Or I’ll hear the phone ring and I know it’s you before I even pick up.”
“I used to be able to predict rain when I was pregnant with you,” my mother says. “I was more accurate than the weatherman on the ABC news.”
I dip my finger into the hummus. “When I woke up this morning, the whole bedroom smelled like eggplant parmigiana—you know, the really good kind that they make at Bolonisi’s?”
“That’s where the shower’s being held!” she gasps, amazed. “When did all this start?”
“About the same time I found a Kinko’s receipt for the invitations in Max’s jacket.”
It takes my mother a moment, and then she starts to laugh. “And here I was planning the cruise I was going to take after I won the lottery with your number picks.”
“Sorry to disappoint you.”
She rubs her hand over my belly. “Zoe,” my mother says, “you couldn’t if you tried.”
Some cognitive scientists believe human response to music provides evidence that we are more than just flesh and blood—that we also have souls. Their thinking is as follows:
All reactions to external stimuli can be traced back to an evolutionary rationale. You pull your hand away from fire to avoid physical harm. You get butterflies before an important speech because the adrenaline running through your veins has caused a physiological fight-or-flight response. But there is no evolutionary context within which people’s response to music makes sense—the tapping of a foot, the urge to sing along or get up and dance, there’s just no survival benefit to these activities. For this reason, some believe that our response to music is proof that there’s more to us than just biological and physiological mechanics—that the only way to be moved by the spirit, so to speak, is to have one in the first place.
There are games. Estimate Zoe’s Belly Size, a purse scavenger hunt (who would have guessed that my mother had an overdue utility bill in her bag?), a baby-sock-matching relay, and, now, a particularly disgusting foray in which baby diapers filled with melted chocolate are passed around for identification by candy bar brand.
Even though this isn’t really my cup of tea, I play along. My part-time bookkeeper, Alexa, has organized the whole event—and has even gone to the trouble of rounding up guests: my mother, my cousin Isobel, Wanda from Shady Acres and another nurse from the burn unit of the hospital where I work, and a school counselor named Vanessa who contracted me to do music therapy earlier this year with a profoundly autistic ninth grader.
It’s sort of depressing that these women, acquaintances at best, are being substituted for close friends. Then again, if I’m not working, I’m with Max. And Max would rather be run over by his own lawn-mowing machines than identify chocolate feces in a diaper. For this reason alone, he is really the only friend I need.
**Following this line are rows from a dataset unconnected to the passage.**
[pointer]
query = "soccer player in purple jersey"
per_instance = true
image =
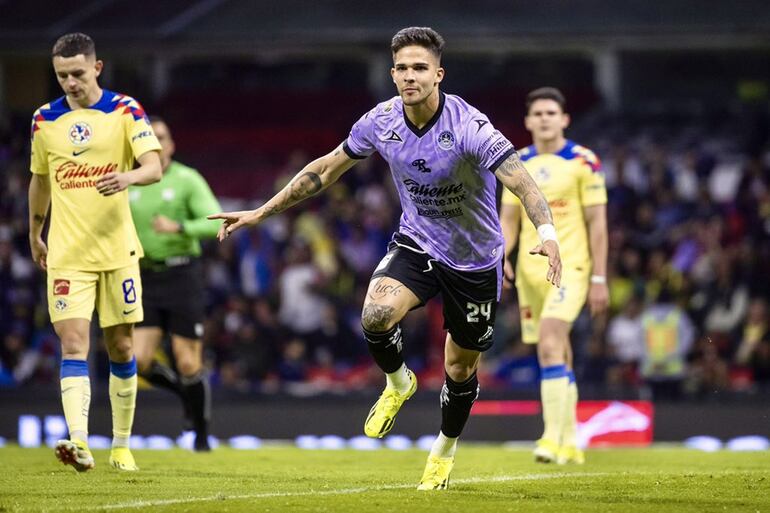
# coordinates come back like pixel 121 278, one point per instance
pixel 444 156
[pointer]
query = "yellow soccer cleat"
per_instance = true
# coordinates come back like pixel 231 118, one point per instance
pixel 122 459
pixel 436 475
pixel 546 451
pixel 74 453
pixel 381 417
pixel 570 454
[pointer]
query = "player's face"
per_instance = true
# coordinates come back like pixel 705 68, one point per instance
pixel 416 73
pixel 546 121
pixel 77 76
pixel 167 146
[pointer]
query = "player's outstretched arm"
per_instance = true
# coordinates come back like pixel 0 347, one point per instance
pixel 312 179
pixel 514 176
pixel 149 171
pixel 39 200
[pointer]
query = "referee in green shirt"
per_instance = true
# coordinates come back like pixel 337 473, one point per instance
pixel 170 218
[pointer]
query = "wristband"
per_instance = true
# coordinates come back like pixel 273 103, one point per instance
pixel 547 232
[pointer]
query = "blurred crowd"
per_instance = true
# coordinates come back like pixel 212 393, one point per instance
pixel 689 218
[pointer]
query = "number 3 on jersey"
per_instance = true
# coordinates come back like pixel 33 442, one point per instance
pixel 474 309
pixel 129 292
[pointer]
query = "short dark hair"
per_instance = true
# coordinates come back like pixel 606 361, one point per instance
pixel 70 45
pixel 418 36
pixel 546 93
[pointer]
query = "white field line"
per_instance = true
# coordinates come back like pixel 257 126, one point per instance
pixel 339 491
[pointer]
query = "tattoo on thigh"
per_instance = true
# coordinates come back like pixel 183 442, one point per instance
pixel 377 317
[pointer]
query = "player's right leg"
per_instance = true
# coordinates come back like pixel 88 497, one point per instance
pixel 71 299
pixel 75 393
pixel 387 302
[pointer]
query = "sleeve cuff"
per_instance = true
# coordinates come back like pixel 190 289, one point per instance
pixel 350 153
pixel 502 158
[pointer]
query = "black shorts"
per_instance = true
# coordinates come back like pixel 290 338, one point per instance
pixel 470 297
pixel 174 299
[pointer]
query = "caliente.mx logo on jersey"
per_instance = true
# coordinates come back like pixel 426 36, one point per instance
pixel 80 133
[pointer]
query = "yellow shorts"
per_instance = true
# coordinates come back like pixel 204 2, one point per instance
pixel 117 295
pixel 539 299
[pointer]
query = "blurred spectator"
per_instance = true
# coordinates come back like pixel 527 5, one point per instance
pixel 668 335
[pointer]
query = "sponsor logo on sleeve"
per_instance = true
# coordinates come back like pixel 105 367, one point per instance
pixel 61 287
pixel 393 136
pixel 142 134
pixel 80 133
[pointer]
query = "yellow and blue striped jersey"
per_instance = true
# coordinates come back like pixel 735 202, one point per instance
pixel 90 232
pixel 570 180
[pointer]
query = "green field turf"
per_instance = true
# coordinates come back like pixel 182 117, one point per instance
pixel 485 478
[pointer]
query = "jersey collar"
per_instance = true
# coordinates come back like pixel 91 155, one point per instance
pixel 419 132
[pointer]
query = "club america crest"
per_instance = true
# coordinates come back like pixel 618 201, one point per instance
pixel 80 133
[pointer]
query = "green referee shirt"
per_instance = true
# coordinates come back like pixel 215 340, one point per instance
pixel 183 196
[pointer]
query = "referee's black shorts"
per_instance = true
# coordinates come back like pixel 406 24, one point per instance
pixel 173 298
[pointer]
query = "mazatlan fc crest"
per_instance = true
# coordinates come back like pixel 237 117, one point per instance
pixel 446 140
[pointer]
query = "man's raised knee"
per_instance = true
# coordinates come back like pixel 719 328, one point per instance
pixel 378 318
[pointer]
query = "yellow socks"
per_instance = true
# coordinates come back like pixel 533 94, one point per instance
pixel 553 395
pixel 122 400
pixel 76 397
pixel 569 423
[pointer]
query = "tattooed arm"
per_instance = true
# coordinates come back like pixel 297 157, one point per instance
pixel 312 179
pixel 39 199
pixel 515 177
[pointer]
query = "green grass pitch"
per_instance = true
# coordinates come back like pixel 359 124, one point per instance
pixel 485 478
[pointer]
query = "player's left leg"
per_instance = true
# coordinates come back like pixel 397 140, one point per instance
pixel 569 452
pixel 120 306
pixel 554 384
pixel 460 390
pixel 118 340
pixel 188 354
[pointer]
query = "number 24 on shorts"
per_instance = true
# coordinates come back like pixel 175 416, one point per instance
pixel 474 309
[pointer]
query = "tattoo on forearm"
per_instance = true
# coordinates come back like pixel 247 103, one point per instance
pixel 511 166
pixel 301 187
pixel 381 290
pixel 526 189
pixel 376 317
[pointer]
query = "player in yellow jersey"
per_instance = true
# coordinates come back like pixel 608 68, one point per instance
pixel 569 176
pixel 84 147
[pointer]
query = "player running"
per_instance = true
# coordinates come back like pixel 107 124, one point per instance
pixel 444 156
pixel 569 176
pixel 84 145
pixel 170 218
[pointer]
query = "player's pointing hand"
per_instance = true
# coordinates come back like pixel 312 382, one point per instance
pixel 233 221
pixel 550 248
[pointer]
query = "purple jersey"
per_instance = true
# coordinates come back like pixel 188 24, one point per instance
pixel 444 173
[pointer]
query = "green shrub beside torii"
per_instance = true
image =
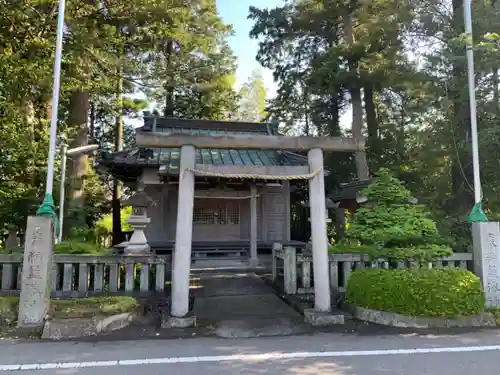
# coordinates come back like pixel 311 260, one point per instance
pixel 388 226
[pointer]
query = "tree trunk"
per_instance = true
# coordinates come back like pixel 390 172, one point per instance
pixel 371 121
pixel 496 92
pixel 462 172
pixel 78 120
pixel 357 105
pixel 116 204
pixel 169 85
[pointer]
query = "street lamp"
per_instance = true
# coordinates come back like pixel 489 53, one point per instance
pixel 477 213
pixel 47 207
pixel 65 152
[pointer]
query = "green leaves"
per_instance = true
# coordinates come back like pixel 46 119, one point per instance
pixel 417 292
pixel 387 226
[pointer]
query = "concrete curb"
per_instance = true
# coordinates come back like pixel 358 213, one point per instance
pixel 403 321
pixel 58 329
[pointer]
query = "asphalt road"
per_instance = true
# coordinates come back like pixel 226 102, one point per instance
pixel 332 354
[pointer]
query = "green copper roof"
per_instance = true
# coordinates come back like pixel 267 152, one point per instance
pixel 169 158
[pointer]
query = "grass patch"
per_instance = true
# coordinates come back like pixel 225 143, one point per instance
pixel 72 308
pixel 495 311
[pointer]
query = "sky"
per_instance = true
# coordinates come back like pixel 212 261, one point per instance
pixel 235 12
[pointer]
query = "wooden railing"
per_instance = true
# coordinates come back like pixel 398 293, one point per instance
pixel 82 275
pixel 293 269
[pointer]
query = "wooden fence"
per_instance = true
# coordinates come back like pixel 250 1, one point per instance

I watch Wanda peer into the Pampers. “Snickers?” she guesses incorrectly.
Vanessa gets the diaper next. She’s tall, with short platinum blond hair and piercingly blue eyes. The first time I met her she invited me into her office and gave me a blistering lecture on how the SATs were a conspiracy by the College Board to take over the world eighty dollars at a time. Well? she said when she finally stopped for a breath. What do you have to say for yourself?
I’m the new music therapist, I told her.
She blinked at me, and then looked down at her calendar and flipped the page backward. Ah, she said. Guess the rep from Kaplan is coming tomorrow.
Vanessa doesn’t even glance down at the diaper. “They look like Mounds to me,” she says drily. “Two, to be exact.”
I burst out laughing, but I’m the only one who seems to get Vanessa’s joke. Alexa looks devastated because her party games aren’t being taken seriously. My mother intervenes, collecting the diaper from Vanessa’s place mat. “How about Name That Baby?” she suggests.